Бабка была совершенно права! Зося почему-то и не подумала отказаться! С лёгкостью согласилась помочь постепенно отдалившемуся от неё и, в сущности, ставшему чужим человеку!
— Неужели всё было подстроено? И какая Петьке от этого выгода?
— Может и не ему, а той, что рядом вьётся.
— Владиславе? Полине! Но… зачем??
— Думай! — баба Чура отрывала по кусочку от цветов и бросала в широкую плошку. Сопуха торчала рядом, капала на каждую новую щепоть из маленького пузырька дурманяще-резкую настойку, от которой у Зоси слезились глаза.
— Что у тебя хорошо получается? — повторила бабка вопрос. — В чем твое умение?
— Ну… Универ окончила с красным дипломом. Магистерскую защитила…
— Тю… — раскаркалась бабка от смеха. — То словоблудие одно. Я про другое спрашиваю.
— Колыбельные? Одно время я сочиняла колыбельные. Нужны были деньги, и люди просили. — Зося почему-то покраснела. — Знаете, такие маленькие заговоры против бессонницы и дурных снов.
— Вот! Это поважнее магистерской будет… — хмыкнула бабка, добавляя к крошеву высохшую жабью лапку.
— Может и так. Только у меня больше ничего не придумывается… — Зося проследила, как на лапку капнуло несколько капель из пузырька и не удержалась от вопроса. — Вам не жалко бедную жабу?

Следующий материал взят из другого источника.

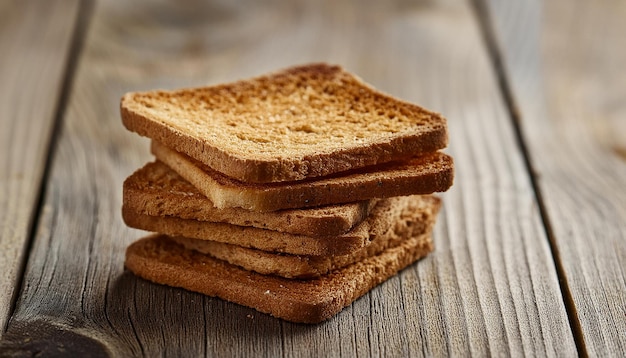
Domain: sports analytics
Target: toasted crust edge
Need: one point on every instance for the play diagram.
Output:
(336, 220)
(225, 192)
(159, 260)
(251, 170)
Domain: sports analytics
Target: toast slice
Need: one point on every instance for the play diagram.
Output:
(156, 190)
(383, 216)
(160, 260)
(432, 172)
(416, 219)
(319, 119)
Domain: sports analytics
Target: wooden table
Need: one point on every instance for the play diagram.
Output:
(530, 245)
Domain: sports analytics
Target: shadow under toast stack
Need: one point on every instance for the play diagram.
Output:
(293, 193)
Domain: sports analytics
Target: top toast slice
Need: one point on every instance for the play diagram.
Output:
(302, 122)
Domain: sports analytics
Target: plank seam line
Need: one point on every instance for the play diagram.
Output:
(485, 24)
(83, 15)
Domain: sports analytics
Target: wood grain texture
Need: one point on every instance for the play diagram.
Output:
(567, 80)
(35, 39)
(490, 287)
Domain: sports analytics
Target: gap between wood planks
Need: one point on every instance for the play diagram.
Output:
(484, 22)
(83, 16)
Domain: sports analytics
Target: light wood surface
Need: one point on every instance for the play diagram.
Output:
(35, 40)
(502, 281)
(569, 86)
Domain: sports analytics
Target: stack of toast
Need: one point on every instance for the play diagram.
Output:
(293, 193)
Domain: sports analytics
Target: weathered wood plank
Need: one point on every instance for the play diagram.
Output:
(35, 39)
(563, 61)
(490, 288)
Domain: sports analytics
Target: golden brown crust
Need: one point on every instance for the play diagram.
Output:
(415, 218)
(383, 216)
(320, 120)
(156, 190)
(432, 172)
(160, 260)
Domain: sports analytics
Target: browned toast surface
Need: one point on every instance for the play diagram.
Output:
(302, 122)
(432, 172)
(158, 259)
(416, 218)
(383, 216)
(156, 190)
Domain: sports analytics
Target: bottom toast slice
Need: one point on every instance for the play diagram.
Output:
(416, 217)
(159, 259)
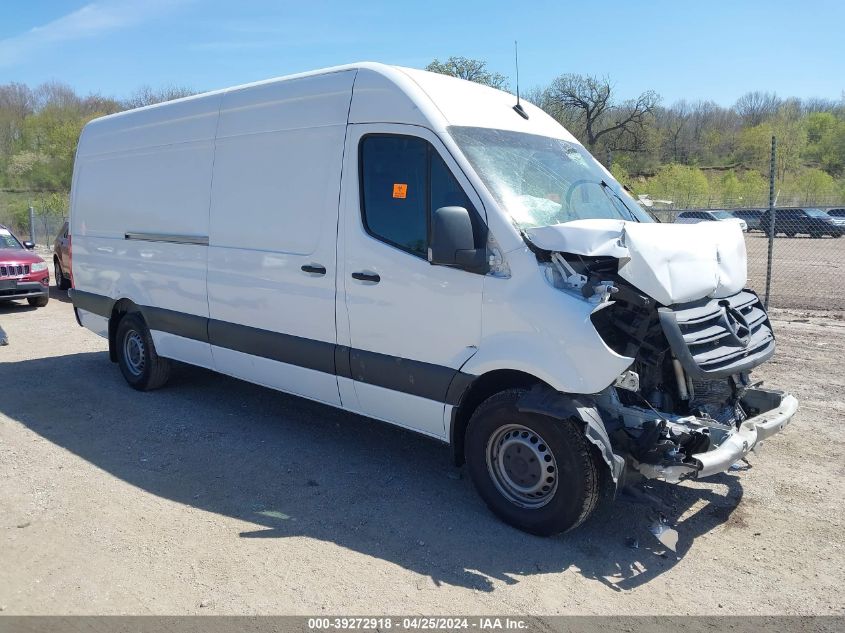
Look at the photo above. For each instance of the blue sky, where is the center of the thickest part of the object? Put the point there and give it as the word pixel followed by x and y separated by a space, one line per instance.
pixel 682 49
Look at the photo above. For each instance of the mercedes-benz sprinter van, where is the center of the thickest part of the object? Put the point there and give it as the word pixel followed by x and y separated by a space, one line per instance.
pixel 416 249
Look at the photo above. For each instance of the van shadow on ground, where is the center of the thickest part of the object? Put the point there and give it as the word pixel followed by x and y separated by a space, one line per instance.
pixel 294 468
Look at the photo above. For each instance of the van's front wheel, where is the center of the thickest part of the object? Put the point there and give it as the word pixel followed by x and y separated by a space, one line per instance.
pixel 139 363
pixel 535 472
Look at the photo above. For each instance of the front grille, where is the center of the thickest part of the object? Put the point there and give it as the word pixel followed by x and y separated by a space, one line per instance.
pixel 714 338
pixel 19 292
pixel 13 270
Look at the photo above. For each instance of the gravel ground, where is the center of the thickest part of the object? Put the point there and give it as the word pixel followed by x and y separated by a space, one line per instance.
pixel 216 496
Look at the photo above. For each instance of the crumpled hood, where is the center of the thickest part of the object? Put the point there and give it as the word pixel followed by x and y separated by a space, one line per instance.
pixel 672 263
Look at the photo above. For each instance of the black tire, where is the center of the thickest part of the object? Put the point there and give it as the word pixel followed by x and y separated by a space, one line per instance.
pixel 139 363
pixel 576 489
pixel 62 283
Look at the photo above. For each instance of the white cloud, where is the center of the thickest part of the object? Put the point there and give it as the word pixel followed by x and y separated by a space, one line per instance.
pixel 89 21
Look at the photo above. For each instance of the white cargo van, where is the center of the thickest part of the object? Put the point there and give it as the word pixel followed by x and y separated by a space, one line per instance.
pixel 416 249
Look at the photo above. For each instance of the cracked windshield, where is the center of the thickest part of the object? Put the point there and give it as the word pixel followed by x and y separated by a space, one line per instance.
pixel 541 181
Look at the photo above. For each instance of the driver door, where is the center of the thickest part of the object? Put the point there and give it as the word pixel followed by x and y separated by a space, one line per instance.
pixel 409 325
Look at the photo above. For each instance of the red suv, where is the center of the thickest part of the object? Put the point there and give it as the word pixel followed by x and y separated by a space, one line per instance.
pixel 23 275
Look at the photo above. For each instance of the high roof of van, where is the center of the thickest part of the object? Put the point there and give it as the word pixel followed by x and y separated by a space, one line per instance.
pixel 380 94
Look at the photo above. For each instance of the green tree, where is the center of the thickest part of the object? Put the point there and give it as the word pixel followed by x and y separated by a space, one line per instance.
pixel 811 186
pixel 685 186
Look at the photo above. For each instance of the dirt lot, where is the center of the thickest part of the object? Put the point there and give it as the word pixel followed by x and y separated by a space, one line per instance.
pixel 216 496
pixel 807 273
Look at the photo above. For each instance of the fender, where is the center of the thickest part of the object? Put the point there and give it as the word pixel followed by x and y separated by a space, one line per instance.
pixel 545 401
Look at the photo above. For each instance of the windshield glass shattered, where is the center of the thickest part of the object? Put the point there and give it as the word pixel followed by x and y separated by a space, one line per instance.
pixel 541 181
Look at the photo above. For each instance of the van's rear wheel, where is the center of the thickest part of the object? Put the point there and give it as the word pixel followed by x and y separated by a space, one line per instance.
pixel 139 363
pixel 535 472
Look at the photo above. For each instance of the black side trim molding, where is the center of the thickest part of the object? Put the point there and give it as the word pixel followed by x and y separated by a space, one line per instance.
pixel 401 374
pixel 416 378
pixel 90 302
pixel 178 323
pixel 294 350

— Я лапку на болоте подобрала. Без неё зелье не сварить.
— А что за зелье?
— Узнаешь. Как ночь опустится — так и начнём. А после отправишься к лысому пагорку (пригорку). Принесёшь русалочий венок.

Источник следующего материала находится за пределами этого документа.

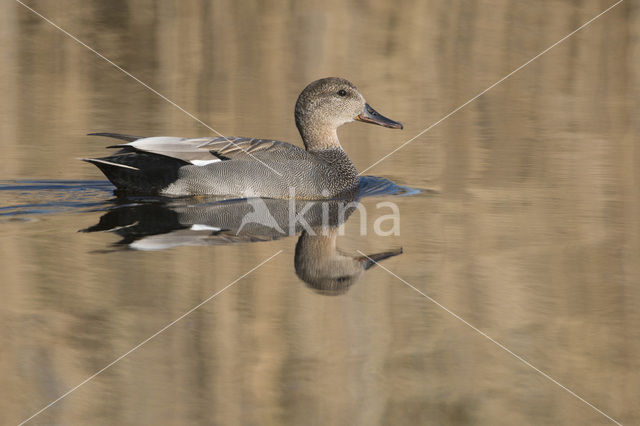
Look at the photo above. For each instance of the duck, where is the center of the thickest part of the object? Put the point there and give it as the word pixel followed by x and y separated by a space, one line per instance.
pixel 250 167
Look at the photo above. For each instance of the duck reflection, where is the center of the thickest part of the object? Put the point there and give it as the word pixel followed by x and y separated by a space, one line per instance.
pixel 162 224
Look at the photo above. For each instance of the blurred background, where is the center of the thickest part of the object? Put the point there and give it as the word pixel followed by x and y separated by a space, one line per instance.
pixel 532 233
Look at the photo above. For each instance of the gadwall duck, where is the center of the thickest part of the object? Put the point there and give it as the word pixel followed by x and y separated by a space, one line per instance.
pixel 235 166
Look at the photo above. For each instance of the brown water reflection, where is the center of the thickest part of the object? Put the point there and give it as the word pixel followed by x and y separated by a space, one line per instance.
pixel 533 237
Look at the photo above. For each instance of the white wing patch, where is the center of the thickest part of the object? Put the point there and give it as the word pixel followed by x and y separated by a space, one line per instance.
pixel 200 227
pixel 204 162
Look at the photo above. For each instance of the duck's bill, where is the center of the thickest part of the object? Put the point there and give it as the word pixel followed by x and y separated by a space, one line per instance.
pixel 372 116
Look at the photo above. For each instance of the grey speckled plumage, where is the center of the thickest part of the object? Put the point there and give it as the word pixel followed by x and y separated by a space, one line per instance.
pixel 251 167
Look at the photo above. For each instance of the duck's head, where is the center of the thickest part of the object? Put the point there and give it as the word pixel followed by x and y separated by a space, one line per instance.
pixel 327 104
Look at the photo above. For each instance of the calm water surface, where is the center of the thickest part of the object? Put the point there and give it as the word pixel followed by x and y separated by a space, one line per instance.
pixel 526 223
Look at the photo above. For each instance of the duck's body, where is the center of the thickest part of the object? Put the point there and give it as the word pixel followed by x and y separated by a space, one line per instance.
pixel 251 167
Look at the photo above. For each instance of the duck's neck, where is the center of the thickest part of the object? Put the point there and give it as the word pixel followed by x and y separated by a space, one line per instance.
pixel 316 134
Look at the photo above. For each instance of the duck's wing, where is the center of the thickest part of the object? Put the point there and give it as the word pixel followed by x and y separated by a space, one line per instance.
pixel 203 151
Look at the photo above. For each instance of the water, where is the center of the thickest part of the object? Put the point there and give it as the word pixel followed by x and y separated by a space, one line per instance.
pixel 519 214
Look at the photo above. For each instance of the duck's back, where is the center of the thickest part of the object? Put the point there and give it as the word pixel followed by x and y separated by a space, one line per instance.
pixel 227 166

— Зачем?? Мне бабка Прасковья говорила, что их нельзя трогать!
— А я говорю — принесёшь. Своими руками должна венок взять, без него ничего не получится. Да не бойся! Ишь — побелела вся. Помощника с тобой пошлю. Пропадёшь ведь по незнанию, а меня после сумленне (совесть) умучает.
— А для чего венок?
— Для дела использовать. А зелье — на обмазку. Чтобы твой запах отбить. На него ведь в нашем краю много кто потянется. Выполнишь всё — глядишь и сможешь новую колыбельную придумать.

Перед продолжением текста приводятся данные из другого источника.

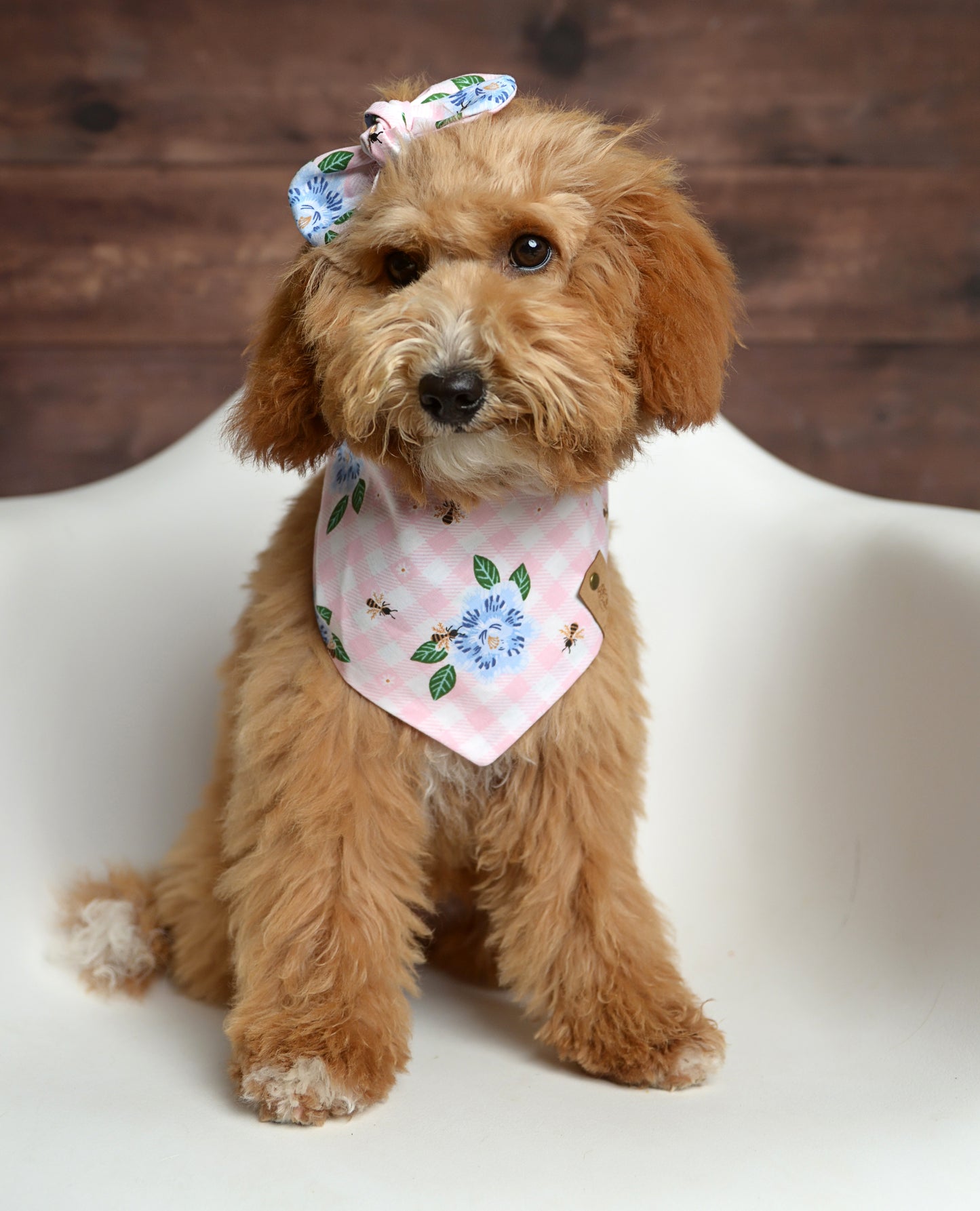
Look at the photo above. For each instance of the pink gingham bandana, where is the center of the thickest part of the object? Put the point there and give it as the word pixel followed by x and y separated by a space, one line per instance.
pixel 325 192
pixel 465 625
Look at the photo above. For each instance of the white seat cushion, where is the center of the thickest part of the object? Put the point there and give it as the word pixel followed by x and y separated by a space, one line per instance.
pixel 813 662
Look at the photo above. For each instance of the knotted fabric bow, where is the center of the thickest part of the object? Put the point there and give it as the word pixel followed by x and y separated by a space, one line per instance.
pixel 325 192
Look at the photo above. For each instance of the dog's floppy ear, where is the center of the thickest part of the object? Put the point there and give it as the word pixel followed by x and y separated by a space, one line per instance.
pixel 279 418
pixel 687 303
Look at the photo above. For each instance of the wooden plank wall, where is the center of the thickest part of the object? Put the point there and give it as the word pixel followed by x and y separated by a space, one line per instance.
pixel 832 144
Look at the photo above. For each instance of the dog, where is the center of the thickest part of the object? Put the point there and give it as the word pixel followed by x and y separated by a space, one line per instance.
pixel 511 306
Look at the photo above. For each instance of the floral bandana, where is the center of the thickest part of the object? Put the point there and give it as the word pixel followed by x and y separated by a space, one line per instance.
pixel 465 625
pixel 325 192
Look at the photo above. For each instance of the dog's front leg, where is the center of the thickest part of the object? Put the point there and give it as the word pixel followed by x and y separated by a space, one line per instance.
pixel 323 895
pixel 577 935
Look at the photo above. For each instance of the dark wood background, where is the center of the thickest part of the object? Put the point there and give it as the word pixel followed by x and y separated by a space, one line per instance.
pixel 832 144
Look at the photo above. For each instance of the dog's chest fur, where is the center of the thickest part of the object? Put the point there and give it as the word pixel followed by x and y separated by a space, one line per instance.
pixel 456 792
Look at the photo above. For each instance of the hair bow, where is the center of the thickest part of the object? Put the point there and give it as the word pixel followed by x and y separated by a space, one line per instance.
pixel 325 192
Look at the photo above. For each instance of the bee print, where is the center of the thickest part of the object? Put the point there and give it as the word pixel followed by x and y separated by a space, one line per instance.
pixel 572 635
pixel 450 511
pixel 377 607
pixel 442 636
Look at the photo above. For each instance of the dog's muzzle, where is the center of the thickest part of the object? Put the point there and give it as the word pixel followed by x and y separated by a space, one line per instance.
pixel 453 397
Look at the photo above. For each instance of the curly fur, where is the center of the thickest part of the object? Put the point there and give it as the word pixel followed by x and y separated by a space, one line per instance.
pixel 336 846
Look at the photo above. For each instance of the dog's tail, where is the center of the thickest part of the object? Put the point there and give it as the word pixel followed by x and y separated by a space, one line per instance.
pixel 111 932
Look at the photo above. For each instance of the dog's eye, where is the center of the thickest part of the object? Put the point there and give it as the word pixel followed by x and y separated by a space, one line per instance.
pixel 402 268
pixel 530 252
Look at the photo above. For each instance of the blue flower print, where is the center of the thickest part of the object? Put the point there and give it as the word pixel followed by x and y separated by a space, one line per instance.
pixel 315 205
pixel 347 470
pixel 493 631
pixel 497 91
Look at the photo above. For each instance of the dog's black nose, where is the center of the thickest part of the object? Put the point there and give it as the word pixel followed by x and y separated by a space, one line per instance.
pixel 453 397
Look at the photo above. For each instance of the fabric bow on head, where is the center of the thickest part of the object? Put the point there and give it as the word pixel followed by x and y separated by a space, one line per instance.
pixel 326 191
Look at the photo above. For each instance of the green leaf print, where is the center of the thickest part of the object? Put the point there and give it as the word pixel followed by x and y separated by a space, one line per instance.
pixel 428 653
pixel 340 509
pixel 522 580
pixel 486 572
pixel 336 161
pixel 357 496
pixel 442 682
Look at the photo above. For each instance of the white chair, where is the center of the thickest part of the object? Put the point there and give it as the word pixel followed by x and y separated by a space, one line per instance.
pixel 813 662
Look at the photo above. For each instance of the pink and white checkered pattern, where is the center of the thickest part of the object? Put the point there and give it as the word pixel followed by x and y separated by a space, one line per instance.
pixel 417 567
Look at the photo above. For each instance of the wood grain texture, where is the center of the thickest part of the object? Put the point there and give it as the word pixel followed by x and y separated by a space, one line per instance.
pixel 899 420
pixel 732 81
pixel 834 146
pixel 73 416
pixel 895 420
pixel 189 254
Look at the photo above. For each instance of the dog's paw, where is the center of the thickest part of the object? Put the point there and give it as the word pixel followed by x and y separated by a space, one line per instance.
pixel 673 1050
pixel 303 1092
pixel 688 1063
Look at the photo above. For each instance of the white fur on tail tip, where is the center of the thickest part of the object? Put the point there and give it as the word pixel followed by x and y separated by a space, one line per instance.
pixel 107 944
pixel 291 1094
pixel 696 1064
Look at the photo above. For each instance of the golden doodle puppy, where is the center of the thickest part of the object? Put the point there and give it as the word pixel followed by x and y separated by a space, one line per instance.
pixel 433 738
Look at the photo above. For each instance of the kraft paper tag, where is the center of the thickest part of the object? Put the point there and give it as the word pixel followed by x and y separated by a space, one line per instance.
pixel 594 593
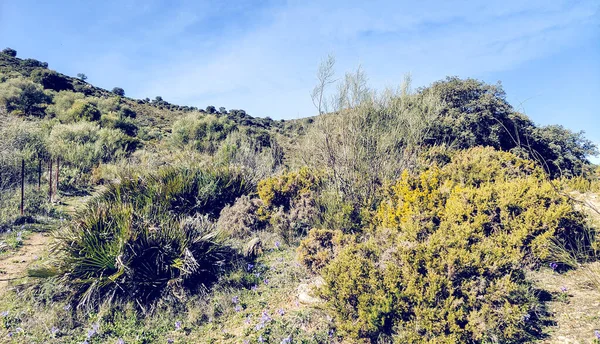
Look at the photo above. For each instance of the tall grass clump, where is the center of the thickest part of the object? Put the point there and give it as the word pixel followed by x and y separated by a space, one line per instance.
pixel 113 254
pixel 149 236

— Для вас? — поразилась Зося. — Для вас придумать колыбельную??
— Зачем для меня. Для ночницы. Пролезла в ваш мир и много бед наделать может. Тебе придётся её усмирять.
Глава 8
Про ночницу баба Чура толком ничего не объяснила.
Сказала, что она вроде паразита. Присядет жертве на грудь, дождётся пока та всхрапнёт или зевнет, тогда и подсадит внутрь личинку. Человек о том и не прознает, только станет чахнуть. С тем постепенно и изменится — внешне-то нет, а внутри личинка суть его выест и разольётся чернотой.
На вопрос Зоси — значит ли это, что человек сам превратится в ночницу, бабка ответила отрицательно. Но добавила, что человек станет кем-то вроде неё и начнёт охоту на слабых.
— Будет жизненные соки тянуть. Вот как вупыр. И остановится уже не сможет, не даст остановиться чернота.
— Получается, что Полина стала… упырём?? — Зося споткнулась на слове, так как поверить в подобное было всё же трудно.
— Иного и быть не могло. Не надо было маковушам головки вертеть.
— Откуда вы знаете??
— А как иначе? Не скрутили бы — и ты сюда не вернулася. Филонида от ночницы маковушек делала. Да и не только она.
— Я помню этих куколок. Вы правы, девчонки их поломали. Полина… она заразилась тогда?
— Заразилась. А в тебе маковушкина песня дар пробудила. Всколыхнула сокрытое, то, чем род ваш силён.
— Да у нас вроде все обычные.
— Ой ли? За всех не говори. Род человечий из века в век тянется.
Зося пожала плечами, не собираясь спорить. Она понятия не имела, кто и кем был когда-то в её роду. По материнской линии, и по отцовской она знала лишь бабушек и деда. Да и то по скупым односложным рассказам родителей.
— Я одного не понимаю. Почему ночница выбрала Полину?
— Кто первый подвернулся, тот и пропал. Ей за раз одной жертвы хватает. Тебя-то выбрать точно не смогла бы.
— Из-за колыбельной маковуши?
— Из-за неё. Колыбельная вроде защитного кокона. Обволакивает человека, и ночница не может к нему прикоснуться. Но ты должна придумать другую песню. Которая сможет её усыпить. Уничтожить ночницу невозможно. Только усмирить. Тогда и Полина станет собой. И никто не пострадает.
— Но ведь Полина — не ночница!
— В ней часть её. Я же тебе говорила про личинку.
— А вынуть личинку можно?
— Отчего же. Можно и вынуть. Только, думаю, поздно. Она уже обернулась чернотой. Потому-то от тебя потребовалось срочно избавиться. И Петька попросил помощи. А сам хотел, чтобы ты уехала и не вернулась. Ты для них зло. Опасность.
— Но как Полина узнала, что я якобы могу ей помешать? — Зося сделала акцент на слове, всё еще не веря бабке.